Natural gas ends lower as high stockpiles weigh on prices


NEW YORK -- Natural gas fell Friday, contributing to a 4.2% decline for the week as high U.S. stockpiles keep pressure on prices.

Analysts and traders said a smaller-than-expected weekly drop in domestic gas inventories, in data released Thursday, contributed to the price declines. Stockpiles fell 194 Bcf last week, below the 205 Bcf decline forecast in a Dow Jones Newswires survey. The data showed that bitter cold temperatures last week failed to drive gas consumption sharply higher, raising concerns about low fuel use through the end of the winter.

"The market was still processing the withdrawal from yesterday, and that's putting some pressure," said Kent Bayazitoglu, an analyst at Gelber & Associates. "There is still a lot of trading on the forecasts right now. We saw some models today that showed warmer temperatures in the middle of February, so that's offering some weakness."

Natural gas for March delivery slumped 3.8 cents, or 1.1%, to settle at $3.301 a million BTU on the New York Mercantile Exchange Friday.

The declines to end Friday's session reversed earlier gains that followed a monthly report showing rising gas consumption in November. The U.S. Energy Information Administration said November gas usage rose 7% from last year to 2.184 trillion cubic feet, the highest ever for the month since the EIA began keeping records in 2001.

Gas demand from the electricity-generating sector rose 6.5%, while residential gas demand rose 12.3%.

The increase in November consumption offered evidence that the rapid supply growth that has weighed on prices for the past three years is beginning to be met with higher use of the fuel. In a separate release Thursday, the EIA said U.S. natural-gas output in the lower 48 U.S. states rose 1.6% in November from a year ago.

The data "suggest there is a much better alignment of production to future consumption," said Richard Hastings, macroeconomic strategist at Global Hunter Securities, in a research note.
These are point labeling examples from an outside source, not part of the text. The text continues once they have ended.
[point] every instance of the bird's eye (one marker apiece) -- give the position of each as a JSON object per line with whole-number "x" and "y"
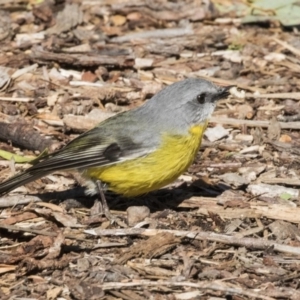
{"x": 201, "y": 98}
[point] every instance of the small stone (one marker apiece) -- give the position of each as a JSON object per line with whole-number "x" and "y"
{"x": 136, "y": 214}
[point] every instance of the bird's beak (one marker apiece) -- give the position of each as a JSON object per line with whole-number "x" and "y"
{"x": 225, "y": 91}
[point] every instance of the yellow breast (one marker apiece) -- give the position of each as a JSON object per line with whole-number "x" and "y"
{"x": 142, "y": 175}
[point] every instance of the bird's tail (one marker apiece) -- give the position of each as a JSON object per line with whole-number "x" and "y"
{"x": 21, "y": 179}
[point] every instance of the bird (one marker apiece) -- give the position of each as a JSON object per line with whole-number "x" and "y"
{"x": 139, "y": 150}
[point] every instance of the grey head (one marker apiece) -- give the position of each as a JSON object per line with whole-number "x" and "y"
{"x": 184, "y": 104}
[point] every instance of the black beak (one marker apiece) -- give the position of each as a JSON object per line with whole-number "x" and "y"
{"x": 225, "y": 91}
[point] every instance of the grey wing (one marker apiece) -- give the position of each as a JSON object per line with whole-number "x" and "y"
{"x": 94, "y": 148}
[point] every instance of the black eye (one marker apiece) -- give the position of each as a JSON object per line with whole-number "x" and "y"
{"x": 201, "y": 98}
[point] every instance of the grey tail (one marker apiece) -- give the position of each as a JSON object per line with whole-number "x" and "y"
{"x": 21, "y": 179}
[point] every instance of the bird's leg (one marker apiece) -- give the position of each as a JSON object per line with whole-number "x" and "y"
{"x": 104, "y": 207}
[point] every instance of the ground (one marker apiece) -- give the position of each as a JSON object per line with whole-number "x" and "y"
{"x": 226, "y": 229}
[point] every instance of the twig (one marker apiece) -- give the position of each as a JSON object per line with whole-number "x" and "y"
{"x": 254, "y": 123}
{"x": 16, "y": 99}
{"x": 295, "y": 96}
{"x": 215, "y": 286}
{"x": 287, "y": 46}
{"x": 199, "y": 235}
{"x": 159, "y": 33}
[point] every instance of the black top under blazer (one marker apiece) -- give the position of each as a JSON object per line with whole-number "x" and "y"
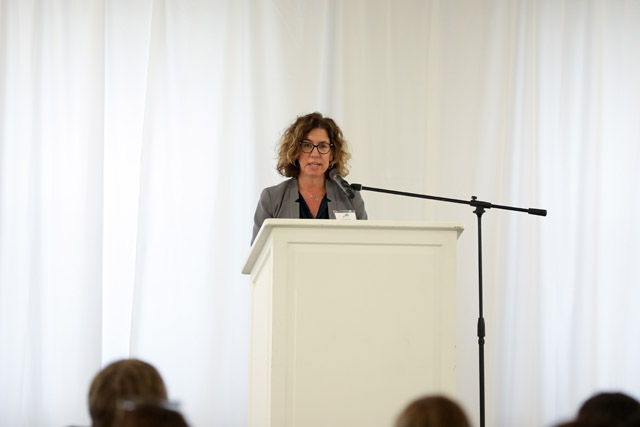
{"x": 279, "y": 201}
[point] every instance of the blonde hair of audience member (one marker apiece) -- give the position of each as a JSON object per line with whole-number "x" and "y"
{"x": 125, "y": 379}
{"x": 433, "y": 411}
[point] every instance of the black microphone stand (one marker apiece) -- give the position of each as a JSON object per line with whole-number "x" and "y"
{"x": 480, "y": 209}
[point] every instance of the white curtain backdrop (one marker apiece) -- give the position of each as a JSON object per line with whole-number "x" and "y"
{"x": 136, "y": 135}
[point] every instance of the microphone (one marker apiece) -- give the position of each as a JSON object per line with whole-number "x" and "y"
{"x": 336, "y": 176}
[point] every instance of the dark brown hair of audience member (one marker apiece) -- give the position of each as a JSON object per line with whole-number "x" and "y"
{"x": 148, "y": 414}
{"x": 433, "y": 411}
{"x": 125, "y": 379}
{"x": 289, "y": 148}
{"x": 609, "y": 409}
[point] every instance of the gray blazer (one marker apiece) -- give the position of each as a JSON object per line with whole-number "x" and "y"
{"x": 279, "y": 201}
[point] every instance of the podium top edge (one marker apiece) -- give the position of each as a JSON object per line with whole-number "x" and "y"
{"x": 272, "y": 223}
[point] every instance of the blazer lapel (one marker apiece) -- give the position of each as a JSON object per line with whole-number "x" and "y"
{"x": 332, "y": 196}
{"x": 292, "y": 206}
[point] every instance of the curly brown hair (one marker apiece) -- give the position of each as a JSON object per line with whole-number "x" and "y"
{"x": 433, "y": 411}
{"x": 125, "y": 379}
{"x": 289, "y": 147}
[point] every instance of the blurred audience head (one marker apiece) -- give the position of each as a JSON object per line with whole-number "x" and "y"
{"x": 609, "y": 409}
{"x": 148, "y": 413}
{"x": 119, "y": 381}
{"x": 433, "y": 411}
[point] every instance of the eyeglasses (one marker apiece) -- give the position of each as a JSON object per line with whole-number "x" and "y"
{"x": 323, "y": 147}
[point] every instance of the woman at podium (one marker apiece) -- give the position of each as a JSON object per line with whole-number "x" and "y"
{"x": 308, "y": 150}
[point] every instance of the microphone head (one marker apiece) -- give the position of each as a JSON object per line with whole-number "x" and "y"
{"x": 334, "y": 172}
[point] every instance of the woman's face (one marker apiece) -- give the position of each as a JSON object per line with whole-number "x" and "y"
{"x": 315, "y": 164}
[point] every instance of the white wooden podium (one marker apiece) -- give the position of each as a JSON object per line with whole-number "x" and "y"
{"x": 350, "y": 320}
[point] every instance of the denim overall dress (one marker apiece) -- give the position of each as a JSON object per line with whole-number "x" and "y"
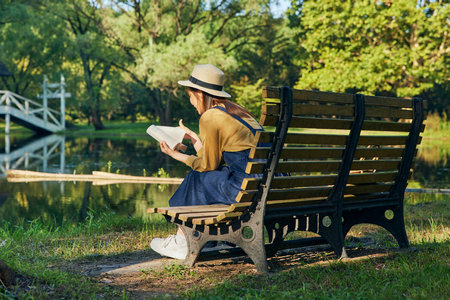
{"x": 220, "y": 186}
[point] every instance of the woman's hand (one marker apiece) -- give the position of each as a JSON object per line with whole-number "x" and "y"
{"x": 173, "y": 153}
{"x": 196, "y": 142}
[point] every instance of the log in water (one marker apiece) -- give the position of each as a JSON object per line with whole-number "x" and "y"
{"x": 97, "y": 177}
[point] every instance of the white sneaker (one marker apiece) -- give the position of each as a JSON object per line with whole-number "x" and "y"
{"x": 174, "y": 246}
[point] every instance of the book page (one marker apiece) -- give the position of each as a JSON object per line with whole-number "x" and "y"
{"x": 171, "y": 135}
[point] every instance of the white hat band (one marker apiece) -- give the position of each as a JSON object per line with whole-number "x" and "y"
{"x": 205, "y": 84}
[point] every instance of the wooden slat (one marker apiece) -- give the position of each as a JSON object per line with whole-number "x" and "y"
{"x": 219, "y": 219}
{"x": 287, "y": 194}
{"x": 328, "y": 152}
{"x": 311, "y": 192}
{"x": 305, "y": 95}
{"x": 326, "y": 123}
{"x": 319, "y": 180}
{"x": 388, "y": 112}
{"x": 323, "y": 166}
{"x": 309, "y": 109}
{"x": 388, "y": 101}
{"x": 333, "y": 139}
{"x": 340, "y": 110}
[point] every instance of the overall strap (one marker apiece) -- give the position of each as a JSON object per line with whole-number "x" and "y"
{"x": 253, "y": 130}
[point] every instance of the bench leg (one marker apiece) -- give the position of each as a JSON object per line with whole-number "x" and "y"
{"x": 330, "y": 227}
{"x": 378, "y": 216}
{"x": 253, "y": 246}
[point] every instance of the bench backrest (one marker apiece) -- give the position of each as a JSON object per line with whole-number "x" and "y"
{"x": 338, "y": 146}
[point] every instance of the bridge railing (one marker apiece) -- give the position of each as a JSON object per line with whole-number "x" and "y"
{"x": 29, "y": 107}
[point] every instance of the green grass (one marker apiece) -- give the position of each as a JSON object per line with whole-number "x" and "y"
{"x": 41, "y": 253}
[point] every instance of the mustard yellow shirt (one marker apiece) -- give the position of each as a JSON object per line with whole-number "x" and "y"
{"x": 220, "y": 132}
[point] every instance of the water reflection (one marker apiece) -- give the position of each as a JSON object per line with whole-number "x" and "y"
{"x": 72, "y": 201}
Still, the data from November wasn't enough to counteract forecasts for the next few weeks. Commodity Weather Group, a private forecaster, said milder weather is expected to return for the six-to-10 day time period.

About half of U.S. homes are heated with natural gas, and many more use electric heat powered by gas-fired utilities. When temperatures drop in the winter, gas demand typically rises.